The meta answer is BINGE (Hint: Find a 5-letter verb).
The puzzle's title, "Crossover Events," refers to 2 things. One is the term for when characters from 2 or more TV shows appear in the same "special event" episode. The other is what's happening in the grid: 10 one-word TV shows are hidden inside answers, and 5 of them "cross over" the other 5.
For reference, here are the answers containing these one-word show titles (in brackets), what years they aired, and what networks they aired on.
14A. [CHEERS]UP (NBC, 1982-1993) x 3D. [WEEDS]OUT (SHO, 2005-2012)
27A. IT[GIRLS] (HBO, 2012-2017) x 10D. [FRINGE]CUTS (FOX, 2008-2013)
37A. X[WINGS] (NBC, 1990-1997) x 26D. [MONK]FRUIT (USA, 2002-2009)
61A. ARM[BONES] (FOX, 2005-2017) x 43D. NO[SCRUBS] (NBC/ABC, 2001-2010)
77A. WET[SUITS] (USA, 2011-2019) x 51D. ST[MARTIN] (FOX, 1992-1997)
When rearranged, the 5 letters at which the 10 words intersect—E, G, N, B, and I—spell the TV-related term BINGE, a 5-letter verb that satisfies the puzzle's hint.
rjy 🤓19:46 · 2024-12-12T15:06:29.482Z
Needed a slight nudge - names did not jump out at me after LOTS of staring. Clever concept and a fun aha!, nudge notwithstanding. (...I did get thrown by HOUSE in there - I imagine it's tough to be sure to eliminate anything else that could be a show name, but that one slipped in)

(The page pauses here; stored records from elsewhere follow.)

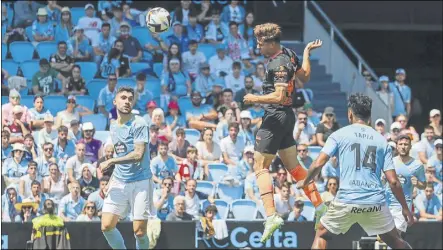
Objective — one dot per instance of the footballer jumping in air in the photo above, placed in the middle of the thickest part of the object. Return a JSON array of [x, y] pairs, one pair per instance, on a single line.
[[130, 187], [275, 133]]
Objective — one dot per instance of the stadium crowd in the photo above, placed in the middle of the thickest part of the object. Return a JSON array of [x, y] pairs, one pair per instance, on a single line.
[[189, 88]]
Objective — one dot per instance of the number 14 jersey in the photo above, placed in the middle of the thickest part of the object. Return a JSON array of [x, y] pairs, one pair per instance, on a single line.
[[362, 155]]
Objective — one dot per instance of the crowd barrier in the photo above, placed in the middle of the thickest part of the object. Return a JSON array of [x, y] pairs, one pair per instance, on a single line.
[[183, 235]]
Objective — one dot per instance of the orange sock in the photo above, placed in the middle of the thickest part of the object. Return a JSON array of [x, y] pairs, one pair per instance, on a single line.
[[299, 173], [264, 182]]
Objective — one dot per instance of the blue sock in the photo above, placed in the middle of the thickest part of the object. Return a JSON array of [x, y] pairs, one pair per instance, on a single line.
[[142, 242], [115, 239]]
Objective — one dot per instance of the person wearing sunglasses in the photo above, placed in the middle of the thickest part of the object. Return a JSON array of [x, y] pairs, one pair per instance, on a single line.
[[89, 213]]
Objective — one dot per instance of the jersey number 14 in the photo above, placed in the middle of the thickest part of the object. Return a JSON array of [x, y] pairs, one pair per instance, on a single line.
[[369, 161]]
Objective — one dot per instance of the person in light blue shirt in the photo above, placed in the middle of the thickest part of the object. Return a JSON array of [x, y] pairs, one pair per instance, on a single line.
[[163, 165], [363, 155], [411, 174], [402, 94], [110, 64]]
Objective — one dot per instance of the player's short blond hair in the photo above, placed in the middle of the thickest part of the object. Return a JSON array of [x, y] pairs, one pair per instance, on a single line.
[[268, 32]]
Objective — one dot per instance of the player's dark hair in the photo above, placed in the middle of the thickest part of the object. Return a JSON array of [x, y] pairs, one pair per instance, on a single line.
[[360, 106]]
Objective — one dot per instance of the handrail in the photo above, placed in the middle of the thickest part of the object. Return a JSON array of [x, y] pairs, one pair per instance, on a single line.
[[335, 31]]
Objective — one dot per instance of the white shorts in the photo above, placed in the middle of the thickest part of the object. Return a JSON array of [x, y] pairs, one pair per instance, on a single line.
[[399, 219], [135, 197], [374, 219]]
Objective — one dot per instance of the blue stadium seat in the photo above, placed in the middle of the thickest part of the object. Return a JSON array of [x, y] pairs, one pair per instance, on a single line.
[[21, 51], [86, 101], [129, 82], [314, 151], [207, 49], [55, 104], [158, 69], [243, 209], [102, 136], [228, 193], [205, 187], [192, 136], [94, 87], [154, 86], [308, 211], [46, 49], [216, 171], [88, 69], [222, 207], [10, 66], [99, 121], [4, 51], [29, 68]]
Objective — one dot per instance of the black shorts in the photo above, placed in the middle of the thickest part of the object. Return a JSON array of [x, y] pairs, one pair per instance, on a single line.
[[275, 132]]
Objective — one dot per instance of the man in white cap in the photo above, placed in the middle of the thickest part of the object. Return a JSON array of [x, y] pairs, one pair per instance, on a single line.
[[89, 23], [435, 118], [402, 94]]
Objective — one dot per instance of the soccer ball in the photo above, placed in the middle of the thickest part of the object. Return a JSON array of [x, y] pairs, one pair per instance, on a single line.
[[158, 20]]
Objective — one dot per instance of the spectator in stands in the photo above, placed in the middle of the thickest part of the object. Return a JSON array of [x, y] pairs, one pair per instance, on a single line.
[[435, 119], [164, 199], [42, 28], [327, 126], [14, 100], [200, 116], [26, 210], [232, 148], [163, 165], [426, 147], [24, 188], [236, 79], [235, 43], [303, 155], [90, 24], [98, 196], [16, 127], [93, 146], [55, 184], [104, 43], [304, 131], [44, 81], [89, 213], [107, 95], [179, 37], [428, 205], [78, 46], [62, 62], [296, 214], [38, 113], [123, 70], [46, 134], [179, 145], [402, 94], [75, 163], [88, 182], [142, 94], [71, 204], [174, 118], [385, 93], [192, 59], [216, 31], [64, 30], [24, 13], [179, 213], [16, 165], [6, 146], [44, 160], [248, 89]]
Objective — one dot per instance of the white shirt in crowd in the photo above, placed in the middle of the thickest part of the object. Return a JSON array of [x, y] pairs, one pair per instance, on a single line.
[[191, 63]]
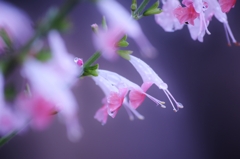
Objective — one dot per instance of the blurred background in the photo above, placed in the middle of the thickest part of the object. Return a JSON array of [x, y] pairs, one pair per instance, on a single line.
[[204, 77]]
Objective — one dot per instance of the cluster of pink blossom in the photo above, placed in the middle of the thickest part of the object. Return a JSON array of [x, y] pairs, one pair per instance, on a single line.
[[48, 83], [196, 13]]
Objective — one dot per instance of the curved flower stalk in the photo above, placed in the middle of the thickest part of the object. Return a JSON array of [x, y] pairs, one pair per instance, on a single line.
[[119, 19], [149, 77], [52, 81], [198, 14], [214, 9], [166, 18], [115, 88], [10, 120], [15, 25], [106, 40]]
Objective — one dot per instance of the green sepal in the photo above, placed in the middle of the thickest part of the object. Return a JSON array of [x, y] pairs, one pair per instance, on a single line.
[[152, 12], [125, 54], [123, 42], [10, 92], [124, 37], [153, 9], [91, 70], [6, 38], [6, 138], [43, 55], [134, 5]]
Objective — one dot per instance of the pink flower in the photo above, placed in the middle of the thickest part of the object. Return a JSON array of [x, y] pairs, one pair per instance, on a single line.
[[226, 5], [214, 9], [116, 88], [16, 24], [121, 20], [39, 111], [149, 76], [52, 81], [10, 120], [186, 14], [166, 18]]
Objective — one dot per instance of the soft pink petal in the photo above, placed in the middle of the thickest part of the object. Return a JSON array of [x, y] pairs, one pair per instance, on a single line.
[[186, 14], [101, 115], [226, 5]]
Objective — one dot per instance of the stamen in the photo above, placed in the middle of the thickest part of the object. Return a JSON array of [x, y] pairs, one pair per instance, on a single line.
[[174, 109], [136, 113], [131, 117], [155, 100], [202, 18], [179, 105]]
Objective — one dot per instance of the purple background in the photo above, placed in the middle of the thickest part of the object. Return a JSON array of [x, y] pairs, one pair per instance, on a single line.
[[203, 76]]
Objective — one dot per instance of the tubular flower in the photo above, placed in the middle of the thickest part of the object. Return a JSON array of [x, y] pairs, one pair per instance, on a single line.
[[10, 119], [214, 9], [16, 24], [119, 18], [115, 88], [166, 18], [226, 5], [186, 14], [149, 76]]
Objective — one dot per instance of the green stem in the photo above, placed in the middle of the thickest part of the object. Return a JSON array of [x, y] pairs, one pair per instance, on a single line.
[[7, 138], [92, 59], [141, 7]]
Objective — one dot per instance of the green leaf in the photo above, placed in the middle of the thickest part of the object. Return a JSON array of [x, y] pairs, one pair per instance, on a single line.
[[10, 92], [43, 55], [153, 9], [122, 43], [134, 5], [124, 37], [91, 70], [125, 54], [6, 38], [152, 12], [92, 59], [6, 138]]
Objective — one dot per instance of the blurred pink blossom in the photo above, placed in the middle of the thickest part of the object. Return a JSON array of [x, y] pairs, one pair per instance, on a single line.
[[115, 88], [16, 24], [10, 119], [226, 5], [166, 18], [106, 41], [52, 81]]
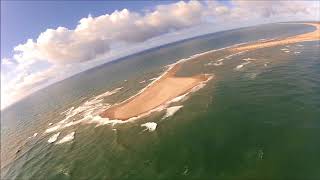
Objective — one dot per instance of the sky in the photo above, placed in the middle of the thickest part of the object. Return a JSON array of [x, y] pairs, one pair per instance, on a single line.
[[43, 42]]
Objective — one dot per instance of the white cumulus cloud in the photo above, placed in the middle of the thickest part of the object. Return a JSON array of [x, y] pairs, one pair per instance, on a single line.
[[96, 40]]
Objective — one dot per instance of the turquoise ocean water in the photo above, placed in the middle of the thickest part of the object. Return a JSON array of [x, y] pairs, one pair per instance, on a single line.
[[259, 120]]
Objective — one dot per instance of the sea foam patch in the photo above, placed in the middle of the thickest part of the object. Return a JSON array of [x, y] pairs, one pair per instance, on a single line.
[[240, 66], [88, 111], [149, 126], [67, 138], [171, 111], [53, 138]]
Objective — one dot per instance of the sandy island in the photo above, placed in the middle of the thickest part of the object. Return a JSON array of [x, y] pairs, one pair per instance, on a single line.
[[161, 91], [170, 86], [311, 36]]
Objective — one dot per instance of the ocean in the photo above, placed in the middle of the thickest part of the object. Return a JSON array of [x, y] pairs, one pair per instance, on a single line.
[[258, 118]]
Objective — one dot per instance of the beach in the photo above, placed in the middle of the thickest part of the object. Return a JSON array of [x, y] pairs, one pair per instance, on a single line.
[[169, 86], [161, 91], [311, 36]]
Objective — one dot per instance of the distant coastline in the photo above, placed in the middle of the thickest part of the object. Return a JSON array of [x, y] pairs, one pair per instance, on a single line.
[[168, 86]]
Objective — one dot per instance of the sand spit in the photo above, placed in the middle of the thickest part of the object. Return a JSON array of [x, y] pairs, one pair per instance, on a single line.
[[166, 88], [311, 36]]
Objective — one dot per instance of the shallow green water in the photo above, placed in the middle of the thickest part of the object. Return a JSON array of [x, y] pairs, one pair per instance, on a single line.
[[258, 122]]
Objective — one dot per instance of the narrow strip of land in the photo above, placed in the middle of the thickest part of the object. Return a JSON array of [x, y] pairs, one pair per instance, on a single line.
[[163, 90], [170, 86], [311, 36]]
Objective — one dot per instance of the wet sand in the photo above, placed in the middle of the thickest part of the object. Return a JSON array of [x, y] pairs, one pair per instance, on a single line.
[[170, 86], [311, 36], [163, 90]]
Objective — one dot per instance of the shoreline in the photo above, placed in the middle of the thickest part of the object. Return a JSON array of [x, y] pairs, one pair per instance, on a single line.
[[158, 93], [168, 86]]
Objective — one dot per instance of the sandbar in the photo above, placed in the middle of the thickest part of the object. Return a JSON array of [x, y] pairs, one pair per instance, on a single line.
[[163, 90], [311, 36], [169, 86]]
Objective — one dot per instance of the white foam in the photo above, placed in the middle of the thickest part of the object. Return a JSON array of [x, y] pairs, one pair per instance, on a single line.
[[33, 136], [67, 138], [248, 59], [53, 138], [218, 64], [150, 126], [241, 65], [108, 93], [86, 111], [171, 111]]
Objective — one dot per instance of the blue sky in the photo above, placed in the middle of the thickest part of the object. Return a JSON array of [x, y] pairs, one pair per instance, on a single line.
[[43, 42], [21, 20]]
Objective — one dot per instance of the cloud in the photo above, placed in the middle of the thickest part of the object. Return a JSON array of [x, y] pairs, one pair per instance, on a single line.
[[96, 40], [93, 37]]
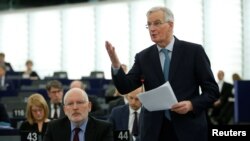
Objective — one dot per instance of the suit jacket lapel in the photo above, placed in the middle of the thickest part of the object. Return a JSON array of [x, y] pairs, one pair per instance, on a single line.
[[175, 59], [125, 116], [89, 133]]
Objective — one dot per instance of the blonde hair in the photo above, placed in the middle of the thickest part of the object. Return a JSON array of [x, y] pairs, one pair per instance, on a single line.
[[36, 100]]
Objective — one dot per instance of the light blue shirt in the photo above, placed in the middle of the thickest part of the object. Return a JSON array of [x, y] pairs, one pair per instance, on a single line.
[[169, 47], [81, 133]]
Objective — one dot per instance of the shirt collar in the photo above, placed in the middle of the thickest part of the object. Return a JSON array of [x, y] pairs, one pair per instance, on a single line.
[[169, 47], [82, 125]]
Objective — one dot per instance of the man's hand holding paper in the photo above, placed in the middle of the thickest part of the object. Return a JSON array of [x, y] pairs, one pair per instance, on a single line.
[[160, 98]]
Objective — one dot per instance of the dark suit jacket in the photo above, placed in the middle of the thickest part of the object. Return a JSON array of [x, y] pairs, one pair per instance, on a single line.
[[119, 117], [96, 110], [226, 92], [189, 69], [62, 114], [3, 114], [116, 102], [96, 130], [9, 68]]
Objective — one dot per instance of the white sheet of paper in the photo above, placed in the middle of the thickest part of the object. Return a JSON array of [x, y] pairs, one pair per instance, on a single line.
[[160, 98]]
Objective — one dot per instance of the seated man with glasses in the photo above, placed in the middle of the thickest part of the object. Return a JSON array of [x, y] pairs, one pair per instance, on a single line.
[[78, 125]]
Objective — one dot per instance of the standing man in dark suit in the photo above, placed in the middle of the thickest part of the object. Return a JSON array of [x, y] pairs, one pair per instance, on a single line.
[[8, 66], [122, 117], [189, 70], [55, 93], [78, 124], [7, 86]]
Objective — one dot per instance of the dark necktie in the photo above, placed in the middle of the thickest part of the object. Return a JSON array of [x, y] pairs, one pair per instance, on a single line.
[[55, 113], [166, 72], [135, 130], [76, 137]]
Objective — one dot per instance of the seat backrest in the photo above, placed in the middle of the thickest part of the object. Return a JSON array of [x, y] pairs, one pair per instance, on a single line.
[[60, 74], [97, 74]]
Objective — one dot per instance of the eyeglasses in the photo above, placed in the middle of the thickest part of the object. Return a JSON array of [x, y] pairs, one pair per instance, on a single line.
[[77, 103], [157, 23]]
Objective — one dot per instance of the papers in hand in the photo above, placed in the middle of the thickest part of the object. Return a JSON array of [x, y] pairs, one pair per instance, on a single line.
[[160, 98]]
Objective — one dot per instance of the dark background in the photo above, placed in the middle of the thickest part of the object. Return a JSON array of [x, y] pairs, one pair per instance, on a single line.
[[20, 4]]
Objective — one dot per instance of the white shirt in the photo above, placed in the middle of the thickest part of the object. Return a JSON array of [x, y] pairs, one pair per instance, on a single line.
[[132, 118]]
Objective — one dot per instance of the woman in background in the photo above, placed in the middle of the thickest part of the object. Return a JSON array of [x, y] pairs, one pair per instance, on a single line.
[[37, 112], [29, 73]]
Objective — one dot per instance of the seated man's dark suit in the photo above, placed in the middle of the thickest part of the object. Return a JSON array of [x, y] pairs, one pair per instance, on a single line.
[[119, 117], [3, 114], [96, 130]]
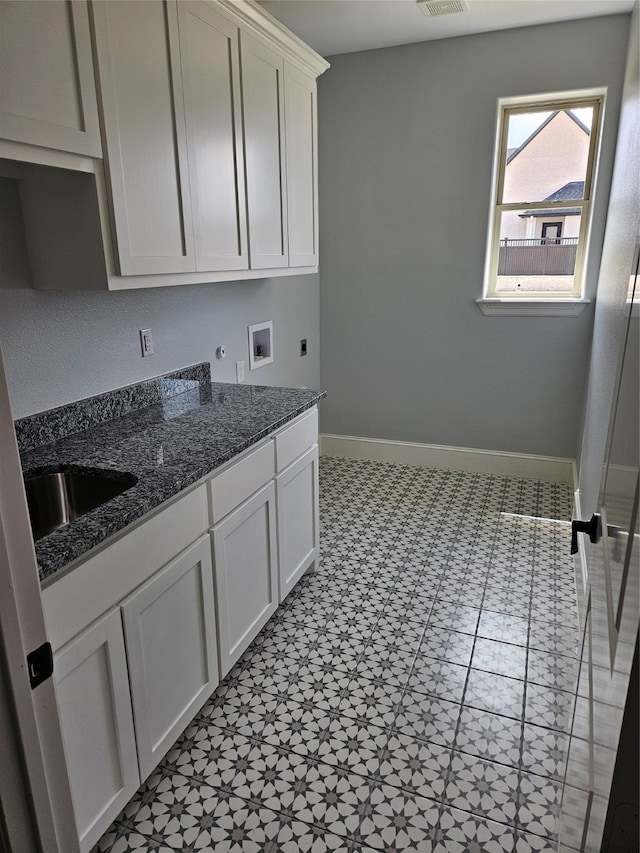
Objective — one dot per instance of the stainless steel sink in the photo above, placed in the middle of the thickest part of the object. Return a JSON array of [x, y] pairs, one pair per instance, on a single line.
[[56, 498]]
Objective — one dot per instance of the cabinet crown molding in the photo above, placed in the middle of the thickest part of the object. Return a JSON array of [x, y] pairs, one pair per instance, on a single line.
[[257, 22]]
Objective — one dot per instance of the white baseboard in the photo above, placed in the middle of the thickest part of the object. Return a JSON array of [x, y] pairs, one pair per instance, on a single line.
[[547, 468]]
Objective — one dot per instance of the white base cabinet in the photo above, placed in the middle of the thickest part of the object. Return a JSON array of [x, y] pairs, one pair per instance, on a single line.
[[92, 688], [245, 557], [298, 519], [171, 646], [147, 626]]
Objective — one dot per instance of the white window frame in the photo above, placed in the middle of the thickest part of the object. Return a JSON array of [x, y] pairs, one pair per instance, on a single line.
[[539, 303]]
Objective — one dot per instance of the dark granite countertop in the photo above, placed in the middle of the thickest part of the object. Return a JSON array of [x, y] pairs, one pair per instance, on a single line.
[[168, 445]]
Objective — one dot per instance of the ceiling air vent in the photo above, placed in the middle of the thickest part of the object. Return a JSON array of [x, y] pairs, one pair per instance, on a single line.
[[441, 7]]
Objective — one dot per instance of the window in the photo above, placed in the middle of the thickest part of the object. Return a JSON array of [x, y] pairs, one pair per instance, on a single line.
[[544, 177]]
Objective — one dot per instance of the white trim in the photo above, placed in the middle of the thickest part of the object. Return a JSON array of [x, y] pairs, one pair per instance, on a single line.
[[496, 307], [547, 468], [552, 100], [264, 26]]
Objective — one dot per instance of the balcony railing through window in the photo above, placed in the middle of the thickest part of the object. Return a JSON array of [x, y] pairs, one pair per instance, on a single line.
[[537, 256]]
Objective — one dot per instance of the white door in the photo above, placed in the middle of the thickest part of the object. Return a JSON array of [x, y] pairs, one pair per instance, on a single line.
[[138, 60], [170, 632], [41, 782], [209, 55], [92, 685], [263, 114], [47, 93], [612, 619], [302, 166], [246, 573]]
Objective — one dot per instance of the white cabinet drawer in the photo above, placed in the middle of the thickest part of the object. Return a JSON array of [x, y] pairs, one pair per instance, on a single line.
[[82, 595], [231, 487], [295, 439]]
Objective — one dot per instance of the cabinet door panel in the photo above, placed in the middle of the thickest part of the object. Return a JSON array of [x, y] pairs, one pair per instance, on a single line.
[[47, 88], [298, 522], [245, 568], [170, 633], [262, 90], [302, 170], [141, 89], [211, 75], [97, 726]]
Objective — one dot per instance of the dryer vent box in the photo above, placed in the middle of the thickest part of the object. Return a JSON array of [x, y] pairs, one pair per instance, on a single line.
[[260, 344]]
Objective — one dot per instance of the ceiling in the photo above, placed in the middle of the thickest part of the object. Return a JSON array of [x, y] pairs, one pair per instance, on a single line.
[[345, 26]]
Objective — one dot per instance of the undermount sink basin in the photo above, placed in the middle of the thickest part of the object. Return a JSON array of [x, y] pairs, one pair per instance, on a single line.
[[56, 498]]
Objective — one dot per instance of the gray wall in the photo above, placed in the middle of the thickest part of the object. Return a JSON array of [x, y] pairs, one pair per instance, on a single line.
[[623, 229], [406, 142], [59, 347]]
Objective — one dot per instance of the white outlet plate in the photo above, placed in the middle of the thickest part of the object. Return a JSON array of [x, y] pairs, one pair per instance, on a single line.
[[146, 342]]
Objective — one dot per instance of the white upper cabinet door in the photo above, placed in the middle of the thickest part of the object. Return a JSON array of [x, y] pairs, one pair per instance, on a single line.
[[169, 627], [263, 113], [211, 79], [302, 167], [143, 115], [92, 689], [47, 87]]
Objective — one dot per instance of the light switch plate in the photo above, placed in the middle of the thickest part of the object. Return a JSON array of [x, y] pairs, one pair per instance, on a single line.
[[146, 342]]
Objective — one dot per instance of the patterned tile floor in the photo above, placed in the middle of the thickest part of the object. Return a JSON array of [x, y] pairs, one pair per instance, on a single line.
[[412, 695]]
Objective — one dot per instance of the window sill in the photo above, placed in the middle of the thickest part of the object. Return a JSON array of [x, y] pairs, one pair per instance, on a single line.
[[532, 307]]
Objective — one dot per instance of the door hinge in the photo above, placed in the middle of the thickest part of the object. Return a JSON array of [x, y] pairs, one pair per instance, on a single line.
[[40, 664], [593, 528]]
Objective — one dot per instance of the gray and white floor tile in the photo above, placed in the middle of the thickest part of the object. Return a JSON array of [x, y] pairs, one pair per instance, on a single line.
[[413, 694]]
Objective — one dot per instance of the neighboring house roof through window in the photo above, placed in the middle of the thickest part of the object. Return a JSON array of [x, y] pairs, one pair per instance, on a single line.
[[571, 191], [513, 152]]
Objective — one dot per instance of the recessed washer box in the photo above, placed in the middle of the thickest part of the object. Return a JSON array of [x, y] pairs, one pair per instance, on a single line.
[[260, 344]]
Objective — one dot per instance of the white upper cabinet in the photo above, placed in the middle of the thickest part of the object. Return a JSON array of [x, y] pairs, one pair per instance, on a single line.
[[208, 120], [211, 80], [302, 166], [47, 89], [146, 152], [263, 113]]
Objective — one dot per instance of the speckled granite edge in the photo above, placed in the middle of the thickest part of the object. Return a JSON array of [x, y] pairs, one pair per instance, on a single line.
[[54, 424], [168, 447]]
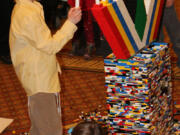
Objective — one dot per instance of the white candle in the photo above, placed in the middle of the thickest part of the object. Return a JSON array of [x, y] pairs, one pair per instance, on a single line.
[[97, 2], [77, 3]]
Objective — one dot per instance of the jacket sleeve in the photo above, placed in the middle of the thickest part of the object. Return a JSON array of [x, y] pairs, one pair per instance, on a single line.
[[71, 3], [35, 30]]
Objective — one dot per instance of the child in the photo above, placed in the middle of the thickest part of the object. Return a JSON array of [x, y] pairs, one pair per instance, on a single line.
[[33, 52]]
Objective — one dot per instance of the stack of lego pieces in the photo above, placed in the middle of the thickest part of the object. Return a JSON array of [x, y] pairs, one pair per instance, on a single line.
[[139, 92]]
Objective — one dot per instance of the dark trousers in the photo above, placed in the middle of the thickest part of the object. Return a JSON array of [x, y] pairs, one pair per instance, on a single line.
[[44, 115], [171, 23]]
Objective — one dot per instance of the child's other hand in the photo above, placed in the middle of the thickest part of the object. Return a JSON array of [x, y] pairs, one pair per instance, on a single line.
[[74, 15], [169, 3]]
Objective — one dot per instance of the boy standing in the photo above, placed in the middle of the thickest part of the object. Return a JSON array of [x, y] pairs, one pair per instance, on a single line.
[[33, 52]]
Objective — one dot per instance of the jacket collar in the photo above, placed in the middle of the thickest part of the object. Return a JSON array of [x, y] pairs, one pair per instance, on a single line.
[[29, 2]]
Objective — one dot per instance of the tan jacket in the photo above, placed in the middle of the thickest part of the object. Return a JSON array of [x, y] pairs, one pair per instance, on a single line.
[[33, 49]]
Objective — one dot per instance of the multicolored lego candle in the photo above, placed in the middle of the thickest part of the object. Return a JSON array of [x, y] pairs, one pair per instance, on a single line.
[[128, 32]]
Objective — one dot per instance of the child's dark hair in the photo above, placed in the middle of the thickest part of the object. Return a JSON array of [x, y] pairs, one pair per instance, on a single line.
[[88, 128]]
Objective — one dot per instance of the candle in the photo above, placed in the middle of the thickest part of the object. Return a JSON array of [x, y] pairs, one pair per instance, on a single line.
[[97, 2], [77, 3]]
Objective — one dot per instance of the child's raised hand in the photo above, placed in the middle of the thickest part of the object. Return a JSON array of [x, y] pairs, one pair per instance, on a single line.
[[74, 15]]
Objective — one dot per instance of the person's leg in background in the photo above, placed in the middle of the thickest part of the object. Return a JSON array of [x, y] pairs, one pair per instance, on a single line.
[[5, 15], [89, 34], [44, 116]]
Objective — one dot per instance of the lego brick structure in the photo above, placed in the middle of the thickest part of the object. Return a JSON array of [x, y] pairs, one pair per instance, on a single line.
[[139, 92]]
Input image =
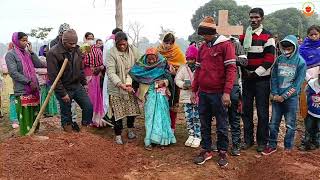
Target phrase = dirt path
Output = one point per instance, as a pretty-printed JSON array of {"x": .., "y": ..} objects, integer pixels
[{"x": 93, "y": 155}]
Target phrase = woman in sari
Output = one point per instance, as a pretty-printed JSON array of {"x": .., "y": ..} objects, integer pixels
[
  {"x": 93, "y": 67},
  {"x": 42, "y": 75},
  {"x": 21, "y": 63},
  {"x": 175, "y": 57},
  {"x": 7, "y": 91},
  {"x": 123, "y": 103},
  {"x": 152, "y": 73},
  {"x": 310, "y": 51}
]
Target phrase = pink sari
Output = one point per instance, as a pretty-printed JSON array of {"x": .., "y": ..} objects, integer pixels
[{"x": 32, "y": 97}]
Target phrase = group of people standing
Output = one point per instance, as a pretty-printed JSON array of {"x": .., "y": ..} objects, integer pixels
[{"x": 221, "y": 79}]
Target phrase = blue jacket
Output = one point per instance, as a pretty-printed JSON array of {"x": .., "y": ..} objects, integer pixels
[{"x": 288, "y": 73}]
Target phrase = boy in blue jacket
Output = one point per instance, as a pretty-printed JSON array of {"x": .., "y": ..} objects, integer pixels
[{"x": 287, "y": 77}]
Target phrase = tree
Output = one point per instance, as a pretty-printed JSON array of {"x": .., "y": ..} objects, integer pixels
[
  {"x": 289, "y": 21},
  {"x": 40, "y": 33},
  {"x": 238, "y": 15},
  {"x": 133, "y": 31}
]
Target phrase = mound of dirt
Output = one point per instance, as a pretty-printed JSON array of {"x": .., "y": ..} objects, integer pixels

Needed a nudge as well — TV's not my strongest trivia night category, to say the least! Each show being part of a longer entry was a nice touch (that made my googling endeavour much smoother!) Apparently CUTS is a show, too; I wonder how many phrases can be made out of two shows ... ?
Admittedly the original audience for this was US only, and the TV shows are from the 1980s-2010s, and are primarily US-based shows. That does add a level of difficulty for a portion of a global audience, for sure. Thanks for the feedback!